Dukungan Pemerintah Daerah untuk Peningkatan Literasi
Pemerintah Kabupaten Tanah Bumbu menunjukkan komitmen kuat terhadap pengembangan literasi melalui berbagai program. Peresmian kantor Komunitas Rumah Pena adalah bukti nyata dukungan pemerintah daerah. Fasilitas baru ini diharapkan mampu memfasilitasi berbagai kegiatan literasi dan kreativitas masyarakat.
Bupati Andi Rudi Latif secara langsung menyampaikan harapannya agar Rumah Pena dapat menjadi "rumah besar" bagi komunitas kreatif. Ini mencerminkan visi pemerintah untuk menciptakan ekosistem yang kondusif bagi pertumbuhan intelektual dan artistik. Dukungan ini penting untuk memastikan keberlanjutan program literasi di masa depan.
Gerakan literasi dinilai sebagai salah satu pilar utama dalam membangun kualitas sumber daya manusia yang unggul. Bupati menegaskan bahwa literasi melampaui sekadar kemampuan membaca dan menulis. Literasi juga mencakup kemampuan berpikir kritis, inovatif, dan adaptif terhadap perubahan zaman.
Rumah Pena sebagai Pusat Kolaborasi dan Gagasan Baru
Kantor Komunitas Rumah Pena yang baru diresmikan ini diharapkan menjadi titik sentral bagi kolaborasi antar komunitas di Tanah Bumbu. Ketua Rumah Pena Kabupaten Tanah Bumbu, Andrianto Mokodompit, mengungkapkan harapan besar ini. Ruang ini dirancang sebagai tempat bertemunya berbagai ide dan gagasan inovatif.
Peresmian kantor tersebut diselenggarakan dalam suasana sederhana namun penuh kehangatan dan kebersamaan. Acara digelar dengan konsep lesehan yang santai, menciptakan suasana akrab bagi para peserta. Hal ini menunjukkan semangat kekeluargaan dalam membangun gerakan literasi di daerah.
Selain peresmian, acara juga dirangkai dengan diskusi literasi bertajuk "Beraksi Menjaga Narasi". Diskusi ini dimoderatori oleh Puja Mandela, seorang wartawan senior asal Tanah Bumbu. Kegiatan tersebut kemudian dilanjutkan dengan buka puasa bersama dan Shalat Maghrib berjamaah, mempererat tali silaturahmi.
Membangun Sumber Daya Manusia yang Maju dan Beradab
Bupati Andi Rudi Latif secara spesifik mendorong pengurus Komunitas Rumah Pena untuk terus berinovasi. Program-program kreatif yang dihasilkan harus mampu melahirkan sumber daya manusia yang maju, makmur, dan beradab. Ini adalah tujuan jangka panjang dari seluruh inisiatif literasi yang dijalankan.

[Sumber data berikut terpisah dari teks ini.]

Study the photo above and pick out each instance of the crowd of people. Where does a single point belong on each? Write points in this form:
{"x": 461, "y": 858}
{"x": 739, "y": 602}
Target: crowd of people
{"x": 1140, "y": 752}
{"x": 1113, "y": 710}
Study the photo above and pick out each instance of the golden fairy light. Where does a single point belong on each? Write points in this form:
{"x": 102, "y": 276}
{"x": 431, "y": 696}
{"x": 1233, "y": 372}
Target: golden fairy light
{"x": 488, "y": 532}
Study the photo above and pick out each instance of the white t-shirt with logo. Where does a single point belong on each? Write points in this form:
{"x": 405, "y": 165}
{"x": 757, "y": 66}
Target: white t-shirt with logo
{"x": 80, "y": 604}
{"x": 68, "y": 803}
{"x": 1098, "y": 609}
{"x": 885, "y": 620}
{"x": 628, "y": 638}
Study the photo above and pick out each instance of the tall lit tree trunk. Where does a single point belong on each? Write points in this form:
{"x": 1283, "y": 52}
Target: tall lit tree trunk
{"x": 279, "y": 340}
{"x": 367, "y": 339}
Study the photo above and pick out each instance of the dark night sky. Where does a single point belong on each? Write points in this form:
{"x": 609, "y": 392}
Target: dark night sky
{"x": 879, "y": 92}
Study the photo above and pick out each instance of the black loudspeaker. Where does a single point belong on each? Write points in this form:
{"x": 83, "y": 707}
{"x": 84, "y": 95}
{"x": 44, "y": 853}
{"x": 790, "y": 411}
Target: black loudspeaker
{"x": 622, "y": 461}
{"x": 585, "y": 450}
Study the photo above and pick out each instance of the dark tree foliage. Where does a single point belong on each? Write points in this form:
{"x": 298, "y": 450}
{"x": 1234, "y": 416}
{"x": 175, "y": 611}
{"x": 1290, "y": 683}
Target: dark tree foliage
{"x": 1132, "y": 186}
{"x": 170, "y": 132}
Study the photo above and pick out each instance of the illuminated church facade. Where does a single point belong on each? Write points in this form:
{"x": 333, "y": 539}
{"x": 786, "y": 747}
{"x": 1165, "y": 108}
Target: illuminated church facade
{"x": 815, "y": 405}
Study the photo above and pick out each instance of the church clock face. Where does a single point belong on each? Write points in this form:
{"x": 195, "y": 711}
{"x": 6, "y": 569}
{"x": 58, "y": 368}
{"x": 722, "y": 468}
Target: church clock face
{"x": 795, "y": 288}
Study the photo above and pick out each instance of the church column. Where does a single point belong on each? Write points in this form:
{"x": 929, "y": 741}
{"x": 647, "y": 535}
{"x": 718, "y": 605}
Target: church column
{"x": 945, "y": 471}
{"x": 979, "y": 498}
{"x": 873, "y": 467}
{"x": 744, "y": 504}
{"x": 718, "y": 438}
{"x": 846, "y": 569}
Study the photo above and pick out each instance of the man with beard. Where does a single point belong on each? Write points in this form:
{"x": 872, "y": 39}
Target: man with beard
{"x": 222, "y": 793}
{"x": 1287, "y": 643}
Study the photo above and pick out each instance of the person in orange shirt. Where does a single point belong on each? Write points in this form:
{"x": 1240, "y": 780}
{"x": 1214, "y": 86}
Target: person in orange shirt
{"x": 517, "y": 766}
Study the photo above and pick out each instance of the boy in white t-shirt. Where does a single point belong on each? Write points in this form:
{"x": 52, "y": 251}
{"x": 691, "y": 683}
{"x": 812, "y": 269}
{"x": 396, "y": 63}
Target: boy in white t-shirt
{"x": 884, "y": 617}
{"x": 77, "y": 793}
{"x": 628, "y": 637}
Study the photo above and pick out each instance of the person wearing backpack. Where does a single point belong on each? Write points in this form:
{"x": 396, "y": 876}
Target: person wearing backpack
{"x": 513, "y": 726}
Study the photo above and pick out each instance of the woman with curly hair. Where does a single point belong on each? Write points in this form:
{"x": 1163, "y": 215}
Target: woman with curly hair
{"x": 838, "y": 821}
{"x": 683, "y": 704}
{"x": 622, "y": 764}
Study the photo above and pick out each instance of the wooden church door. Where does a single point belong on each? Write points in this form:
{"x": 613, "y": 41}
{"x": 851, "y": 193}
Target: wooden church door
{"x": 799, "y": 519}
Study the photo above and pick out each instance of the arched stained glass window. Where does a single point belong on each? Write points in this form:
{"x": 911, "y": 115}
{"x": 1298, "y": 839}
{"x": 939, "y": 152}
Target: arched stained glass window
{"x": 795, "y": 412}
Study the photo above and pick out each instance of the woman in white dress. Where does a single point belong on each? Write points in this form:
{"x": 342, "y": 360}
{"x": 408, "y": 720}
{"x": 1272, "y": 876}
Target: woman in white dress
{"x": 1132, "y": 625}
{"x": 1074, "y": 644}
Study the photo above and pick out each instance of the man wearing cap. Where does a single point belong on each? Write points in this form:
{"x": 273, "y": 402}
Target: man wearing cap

Penguatan literasi memiliki dampak yang luas, tidak hanya pada individu tetapi juga pada kemajuan daerah secara keseluruhan. Dengan masyarakat yang berliterasi tinggi, potensi untuk menciptakan inovasi dan solusi bagi berbagai tantangan akan semakin besar. Hal ini sejalan dengan visi pembangunan berkelanjutan.
Melalui upaya kolaboratif antara pemerintah daerah dan komunitas seperti Rumah Pena, diharapkan Tanah Bumbu dapat mencetak generasi yang tidak hanya cerdas. Generasi tersebut juga diharapkan memiliki integritas dan kontribusi positif bagi lingkungannya. Ini adalah investasi penting untuk masa depan daerah.